The tracing app is due to be rolled out across England and Wales on September 24, and pub goers and diners will be among those urged to download it and check themselves in to venues.
Health Secretary Matt Hancock said it is “vital” the NHS Test and Trace system is used to reach as many people as possible to prevent outbreaks and “stop this virus in its tracks”.
Data released by the Government Office for Science and the Scientific Advisory Group for Emergencies (Sage) shows the estimate for the R value – the reproduction number of coronavirus transmission – across the UK is between 1.0 and 1.2.
According to Government advisers, the last time R was above 1 was in early March.
Elsewhere, Office for National Statistics (ONS) estimates suggested there has been a 60% rise in daily infections in England.
The ONS said the rate of new infections in private households was estimated to average of 3,200 people per day between August 30 and September 5, up from 2,000 the previous week.

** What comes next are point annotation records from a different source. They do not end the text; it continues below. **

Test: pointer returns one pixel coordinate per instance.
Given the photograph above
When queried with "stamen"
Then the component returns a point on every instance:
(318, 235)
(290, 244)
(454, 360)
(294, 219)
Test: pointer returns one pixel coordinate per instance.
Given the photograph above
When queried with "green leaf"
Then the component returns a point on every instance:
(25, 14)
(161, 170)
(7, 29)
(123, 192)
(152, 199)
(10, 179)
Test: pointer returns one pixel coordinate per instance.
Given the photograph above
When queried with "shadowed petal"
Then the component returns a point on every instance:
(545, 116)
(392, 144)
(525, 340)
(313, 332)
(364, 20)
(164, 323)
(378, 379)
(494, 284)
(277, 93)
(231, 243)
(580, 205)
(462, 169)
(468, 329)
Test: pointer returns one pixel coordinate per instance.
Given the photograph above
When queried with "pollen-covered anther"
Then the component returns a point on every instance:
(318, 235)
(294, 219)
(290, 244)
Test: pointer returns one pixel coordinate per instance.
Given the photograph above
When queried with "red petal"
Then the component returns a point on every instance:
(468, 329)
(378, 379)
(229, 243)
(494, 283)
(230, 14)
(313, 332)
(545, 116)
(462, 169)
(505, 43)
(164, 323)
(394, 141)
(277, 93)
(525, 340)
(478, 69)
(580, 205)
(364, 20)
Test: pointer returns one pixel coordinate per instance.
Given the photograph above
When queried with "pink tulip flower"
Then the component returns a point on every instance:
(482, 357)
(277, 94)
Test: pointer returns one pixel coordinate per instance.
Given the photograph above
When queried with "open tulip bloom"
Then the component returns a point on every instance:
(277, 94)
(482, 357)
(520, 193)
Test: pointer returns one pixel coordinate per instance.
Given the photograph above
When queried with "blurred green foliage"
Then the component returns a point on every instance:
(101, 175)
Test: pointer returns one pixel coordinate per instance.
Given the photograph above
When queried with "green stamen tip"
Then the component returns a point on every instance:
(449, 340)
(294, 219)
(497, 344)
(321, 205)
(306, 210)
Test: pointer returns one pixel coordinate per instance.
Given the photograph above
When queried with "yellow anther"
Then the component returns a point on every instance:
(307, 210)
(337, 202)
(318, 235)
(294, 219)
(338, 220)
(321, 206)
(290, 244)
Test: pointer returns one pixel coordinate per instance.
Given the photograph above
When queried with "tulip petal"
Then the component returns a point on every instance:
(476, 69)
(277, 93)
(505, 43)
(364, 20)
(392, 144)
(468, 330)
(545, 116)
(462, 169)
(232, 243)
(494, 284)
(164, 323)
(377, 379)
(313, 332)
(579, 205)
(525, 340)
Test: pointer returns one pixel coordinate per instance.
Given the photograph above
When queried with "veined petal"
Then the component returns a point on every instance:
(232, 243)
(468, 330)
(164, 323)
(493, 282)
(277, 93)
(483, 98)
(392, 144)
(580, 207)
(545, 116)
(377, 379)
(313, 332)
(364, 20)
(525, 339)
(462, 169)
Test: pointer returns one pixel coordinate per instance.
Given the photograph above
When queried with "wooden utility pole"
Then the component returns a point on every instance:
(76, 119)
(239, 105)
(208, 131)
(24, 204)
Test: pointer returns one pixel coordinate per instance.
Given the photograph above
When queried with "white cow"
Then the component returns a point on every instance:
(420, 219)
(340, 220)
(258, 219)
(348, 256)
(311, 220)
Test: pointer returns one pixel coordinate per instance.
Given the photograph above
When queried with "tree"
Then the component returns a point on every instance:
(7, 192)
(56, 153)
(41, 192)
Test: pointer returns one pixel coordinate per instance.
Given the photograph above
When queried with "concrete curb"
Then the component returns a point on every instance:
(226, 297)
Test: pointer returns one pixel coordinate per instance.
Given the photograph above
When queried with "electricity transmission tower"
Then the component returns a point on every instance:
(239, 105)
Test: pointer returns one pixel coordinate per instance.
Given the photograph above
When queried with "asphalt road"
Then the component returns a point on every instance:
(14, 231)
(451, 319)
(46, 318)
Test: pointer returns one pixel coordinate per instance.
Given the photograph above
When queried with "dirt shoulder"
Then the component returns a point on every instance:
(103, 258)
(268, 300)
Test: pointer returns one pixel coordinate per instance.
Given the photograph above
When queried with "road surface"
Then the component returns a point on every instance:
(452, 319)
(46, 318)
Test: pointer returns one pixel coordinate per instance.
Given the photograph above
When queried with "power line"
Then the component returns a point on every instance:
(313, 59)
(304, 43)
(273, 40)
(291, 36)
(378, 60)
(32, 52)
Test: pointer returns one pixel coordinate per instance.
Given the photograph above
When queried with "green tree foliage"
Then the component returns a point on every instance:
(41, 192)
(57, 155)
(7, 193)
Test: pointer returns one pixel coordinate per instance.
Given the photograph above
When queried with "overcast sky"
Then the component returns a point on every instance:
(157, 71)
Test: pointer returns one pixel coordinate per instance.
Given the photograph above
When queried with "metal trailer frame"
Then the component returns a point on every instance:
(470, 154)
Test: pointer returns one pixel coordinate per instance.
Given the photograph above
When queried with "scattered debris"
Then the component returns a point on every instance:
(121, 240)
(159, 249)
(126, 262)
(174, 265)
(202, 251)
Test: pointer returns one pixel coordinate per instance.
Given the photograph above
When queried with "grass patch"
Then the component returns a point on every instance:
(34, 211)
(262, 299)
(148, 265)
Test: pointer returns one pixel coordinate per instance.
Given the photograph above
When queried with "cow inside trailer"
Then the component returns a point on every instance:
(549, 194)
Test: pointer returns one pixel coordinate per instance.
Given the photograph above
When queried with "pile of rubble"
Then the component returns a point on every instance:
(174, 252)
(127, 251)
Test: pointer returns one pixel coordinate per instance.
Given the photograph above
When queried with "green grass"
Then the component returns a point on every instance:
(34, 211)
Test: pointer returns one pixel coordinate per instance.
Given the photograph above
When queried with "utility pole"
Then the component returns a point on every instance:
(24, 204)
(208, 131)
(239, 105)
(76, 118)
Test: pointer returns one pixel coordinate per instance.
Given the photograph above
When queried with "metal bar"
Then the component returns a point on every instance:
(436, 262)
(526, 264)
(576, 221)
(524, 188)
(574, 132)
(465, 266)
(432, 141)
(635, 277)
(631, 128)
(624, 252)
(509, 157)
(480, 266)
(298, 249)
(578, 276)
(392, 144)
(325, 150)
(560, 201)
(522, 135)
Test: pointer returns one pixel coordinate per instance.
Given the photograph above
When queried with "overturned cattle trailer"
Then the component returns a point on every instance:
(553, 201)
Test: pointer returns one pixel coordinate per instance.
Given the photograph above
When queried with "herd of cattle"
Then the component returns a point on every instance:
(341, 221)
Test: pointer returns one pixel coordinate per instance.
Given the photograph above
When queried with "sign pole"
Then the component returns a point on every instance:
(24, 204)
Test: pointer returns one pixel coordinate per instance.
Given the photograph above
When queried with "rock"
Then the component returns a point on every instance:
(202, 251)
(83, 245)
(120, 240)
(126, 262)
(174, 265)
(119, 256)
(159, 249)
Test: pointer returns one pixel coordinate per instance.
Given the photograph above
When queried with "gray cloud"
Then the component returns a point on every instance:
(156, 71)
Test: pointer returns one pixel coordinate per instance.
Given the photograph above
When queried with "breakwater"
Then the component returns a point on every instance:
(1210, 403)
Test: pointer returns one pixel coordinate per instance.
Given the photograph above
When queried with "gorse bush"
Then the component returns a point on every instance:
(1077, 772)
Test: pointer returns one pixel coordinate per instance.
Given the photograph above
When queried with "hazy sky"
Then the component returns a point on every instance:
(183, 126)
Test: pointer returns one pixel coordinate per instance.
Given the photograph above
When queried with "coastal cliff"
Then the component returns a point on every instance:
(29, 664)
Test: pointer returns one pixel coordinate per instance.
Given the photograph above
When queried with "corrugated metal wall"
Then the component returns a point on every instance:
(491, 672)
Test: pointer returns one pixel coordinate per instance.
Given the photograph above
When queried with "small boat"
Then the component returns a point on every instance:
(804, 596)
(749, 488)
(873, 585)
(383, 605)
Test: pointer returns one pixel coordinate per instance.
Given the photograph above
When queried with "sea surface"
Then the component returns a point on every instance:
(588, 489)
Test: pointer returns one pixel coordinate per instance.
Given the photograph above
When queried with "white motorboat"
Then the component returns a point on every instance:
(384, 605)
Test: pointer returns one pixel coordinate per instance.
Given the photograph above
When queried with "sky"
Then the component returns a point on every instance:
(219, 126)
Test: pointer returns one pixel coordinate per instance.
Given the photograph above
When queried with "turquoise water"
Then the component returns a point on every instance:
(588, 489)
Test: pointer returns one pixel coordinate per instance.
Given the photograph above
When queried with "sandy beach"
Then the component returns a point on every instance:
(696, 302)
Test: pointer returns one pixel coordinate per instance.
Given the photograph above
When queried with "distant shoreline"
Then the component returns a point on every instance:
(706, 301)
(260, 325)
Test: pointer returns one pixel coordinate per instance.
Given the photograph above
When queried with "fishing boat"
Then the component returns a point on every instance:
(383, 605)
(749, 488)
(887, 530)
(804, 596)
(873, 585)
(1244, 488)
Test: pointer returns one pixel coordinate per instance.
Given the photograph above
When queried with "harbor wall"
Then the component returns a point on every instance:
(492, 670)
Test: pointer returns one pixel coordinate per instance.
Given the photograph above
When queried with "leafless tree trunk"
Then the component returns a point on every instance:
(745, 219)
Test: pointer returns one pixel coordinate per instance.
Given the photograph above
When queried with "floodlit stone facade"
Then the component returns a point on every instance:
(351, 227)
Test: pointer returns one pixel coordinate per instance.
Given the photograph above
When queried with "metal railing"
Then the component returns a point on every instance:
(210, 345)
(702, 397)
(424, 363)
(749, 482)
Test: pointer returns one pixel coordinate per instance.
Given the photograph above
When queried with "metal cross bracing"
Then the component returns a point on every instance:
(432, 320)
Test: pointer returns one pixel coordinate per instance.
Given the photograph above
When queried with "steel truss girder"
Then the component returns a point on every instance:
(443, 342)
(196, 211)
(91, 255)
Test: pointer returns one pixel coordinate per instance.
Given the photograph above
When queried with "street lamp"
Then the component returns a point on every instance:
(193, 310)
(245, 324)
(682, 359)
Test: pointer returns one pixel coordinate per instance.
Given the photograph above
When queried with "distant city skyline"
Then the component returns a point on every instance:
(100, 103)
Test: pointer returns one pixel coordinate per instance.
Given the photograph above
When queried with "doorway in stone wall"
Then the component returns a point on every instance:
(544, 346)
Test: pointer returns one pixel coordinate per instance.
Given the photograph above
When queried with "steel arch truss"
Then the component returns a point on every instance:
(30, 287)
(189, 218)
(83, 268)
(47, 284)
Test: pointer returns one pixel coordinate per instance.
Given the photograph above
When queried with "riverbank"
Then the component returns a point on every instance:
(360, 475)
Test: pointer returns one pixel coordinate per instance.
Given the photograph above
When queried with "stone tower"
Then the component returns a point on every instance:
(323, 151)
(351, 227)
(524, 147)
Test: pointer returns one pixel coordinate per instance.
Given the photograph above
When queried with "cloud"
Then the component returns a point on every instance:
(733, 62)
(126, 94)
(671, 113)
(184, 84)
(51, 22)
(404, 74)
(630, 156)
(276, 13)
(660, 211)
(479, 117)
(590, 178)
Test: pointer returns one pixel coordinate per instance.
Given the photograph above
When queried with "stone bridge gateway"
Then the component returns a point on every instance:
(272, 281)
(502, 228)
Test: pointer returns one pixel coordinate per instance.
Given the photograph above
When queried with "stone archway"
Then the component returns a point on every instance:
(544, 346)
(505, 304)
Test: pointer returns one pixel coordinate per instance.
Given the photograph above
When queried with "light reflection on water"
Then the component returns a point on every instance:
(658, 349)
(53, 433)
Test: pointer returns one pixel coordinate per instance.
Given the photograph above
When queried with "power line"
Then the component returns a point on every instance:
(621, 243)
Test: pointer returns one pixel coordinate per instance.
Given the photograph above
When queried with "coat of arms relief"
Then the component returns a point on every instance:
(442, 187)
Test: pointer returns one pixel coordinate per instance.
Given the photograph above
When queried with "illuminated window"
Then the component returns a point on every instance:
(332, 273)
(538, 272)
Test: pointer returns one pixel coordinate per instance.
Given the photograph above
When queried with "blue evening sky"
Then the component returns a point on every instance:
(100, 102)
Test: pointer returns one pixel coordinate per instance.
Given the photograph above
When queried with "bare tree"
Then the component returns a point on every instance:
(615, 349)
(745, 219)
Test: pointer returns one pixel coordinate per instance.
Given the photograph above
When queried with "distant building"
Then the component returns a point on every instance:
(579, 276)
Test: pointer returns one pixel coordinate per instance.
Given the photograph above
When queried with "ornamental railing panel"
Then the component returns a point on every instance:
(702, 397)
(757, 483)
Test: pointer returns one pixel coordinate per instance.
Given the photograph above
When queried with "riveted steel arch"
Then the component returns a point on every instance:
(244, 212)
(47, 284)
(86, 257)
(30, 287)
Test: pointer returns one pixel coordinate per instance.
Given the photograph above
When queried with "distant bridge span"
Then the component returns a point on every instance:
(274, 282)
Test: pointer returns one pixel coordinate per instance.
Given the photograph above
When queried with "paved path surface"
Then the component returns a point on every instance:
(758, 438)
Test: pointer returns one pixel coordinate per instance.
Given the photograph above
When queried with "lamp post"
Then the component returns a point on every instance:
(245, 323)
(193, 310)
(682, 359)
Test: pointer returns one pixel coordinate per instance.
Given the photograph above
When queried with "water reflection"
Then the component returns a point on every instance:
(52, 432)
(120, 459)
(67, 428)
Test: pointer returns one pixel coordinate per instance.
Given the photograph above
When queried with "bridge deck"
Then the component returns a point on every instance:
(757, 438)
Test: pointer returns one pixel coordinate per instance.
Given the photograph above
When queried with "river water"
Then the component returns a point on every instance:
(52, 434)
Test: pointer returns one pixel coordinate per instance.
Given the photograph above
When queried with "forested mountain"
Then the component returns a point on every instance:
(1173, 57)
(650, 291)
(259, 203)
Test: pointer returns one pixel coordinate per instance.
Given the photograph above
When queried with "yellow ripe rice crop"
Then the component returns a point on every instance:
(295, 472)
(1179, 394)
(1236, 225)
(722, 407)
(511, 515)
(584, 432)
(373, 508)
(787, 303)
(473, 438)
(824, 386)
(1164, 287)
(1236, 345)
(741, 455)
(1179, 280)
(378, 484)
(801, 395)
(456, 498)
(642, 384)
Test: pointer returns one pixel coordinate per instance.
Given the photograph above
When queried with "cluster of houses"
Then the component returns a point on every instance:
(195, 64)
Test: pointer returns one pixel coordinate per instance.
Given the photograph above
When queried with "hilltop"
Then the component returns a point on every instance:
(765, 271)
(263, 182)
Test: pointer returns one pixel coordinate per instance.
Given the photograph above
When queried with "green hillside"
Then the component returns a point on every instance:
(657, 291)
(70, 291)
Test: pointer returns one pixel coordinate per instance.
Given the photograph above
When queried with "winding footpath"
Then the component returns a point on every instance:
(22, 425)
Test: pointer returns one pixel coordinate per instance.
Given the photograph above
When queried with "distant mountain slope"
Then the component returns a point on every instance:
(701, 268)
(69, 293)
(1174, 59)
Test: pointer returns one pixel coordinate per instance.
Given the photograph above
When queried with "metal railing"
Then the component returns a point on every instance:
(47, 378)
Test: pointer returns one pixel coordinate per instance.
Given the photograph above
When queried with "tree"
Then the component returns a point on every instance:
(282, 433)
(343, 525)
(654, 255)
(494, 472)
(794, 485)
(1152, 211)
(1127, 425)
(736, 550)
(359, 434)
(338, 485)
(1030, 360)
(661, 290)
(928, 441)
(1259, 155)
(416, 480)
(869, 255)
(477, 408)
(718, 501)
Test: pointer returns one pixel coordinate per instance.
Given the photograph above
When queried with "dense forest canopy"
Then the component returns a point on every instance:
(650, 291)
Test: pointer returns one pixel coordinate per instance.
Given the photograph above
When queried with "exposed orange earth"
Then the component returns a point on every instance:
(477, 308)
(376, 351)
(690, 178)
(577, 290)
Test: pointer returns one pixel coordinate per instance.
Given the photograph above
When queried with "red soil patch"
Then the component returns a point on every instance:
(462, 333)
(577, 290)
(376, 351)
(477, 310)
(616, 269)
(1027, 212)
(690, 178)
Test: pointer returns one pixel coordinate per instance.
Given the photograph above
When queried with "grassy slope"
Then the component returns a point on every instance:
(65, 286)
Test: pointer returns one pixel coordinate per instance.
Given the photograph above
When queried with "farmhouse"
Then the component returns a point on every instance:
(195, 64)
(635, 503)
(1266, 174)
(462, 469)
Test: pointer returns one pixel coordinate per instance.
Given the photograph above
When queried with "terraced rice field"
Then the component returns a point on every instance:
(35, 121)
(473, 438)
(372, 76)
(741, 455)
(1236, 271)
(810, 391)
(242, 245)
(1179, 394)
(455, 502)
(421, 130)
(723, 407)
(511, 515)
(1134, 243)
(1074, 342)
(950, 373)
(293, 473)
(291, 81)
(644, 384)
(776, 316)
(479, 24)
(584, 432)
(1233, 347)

Katherine Kent, co-head of analysis for the Covid-19 Infection Survey, said the results suggest a rise in Covid-19 infections in England during recent weeks, with higher infection rates among 17 to 34-year-olds.
She said: “These findings highlight how important it is that we continue to monitor Covid-19 infections in the country.”
Separately, new data from an Imperial College London study suggested coronavirus cases in England were doubling every seven to eight days at the beginning of September.
The findings of the Real-Time Assessment of Community Transmission (REACT-1) study suggest the virus is now spread more widely in the community, those behind the research said.
Professor Paul Elliott, director of the programme at Imperial from the School of Public Health, said the “large and robust dataset clearly shows a concerning trend in coronavirus infections, where cases are growing quickly across England and are no longer concentrated in key workers”.
He added: “What we are seeing is evidence of an epidemic in the community and not a result of increased testing capacity.
“This is a critical time and it’s vital that the public, our health system and policymakers are aware of the situation as we cannot afford complacency.”
A further six people had died within 28 days of testing positive for Covid-19 as of Friday, according to the Government dashboard, bringing the UK total to 41,614.
Separate figures published by the UK’s statistics agencies show there have now been 57,400 deaths registered in the UK where Covid-19 was mentioned on the death certificate.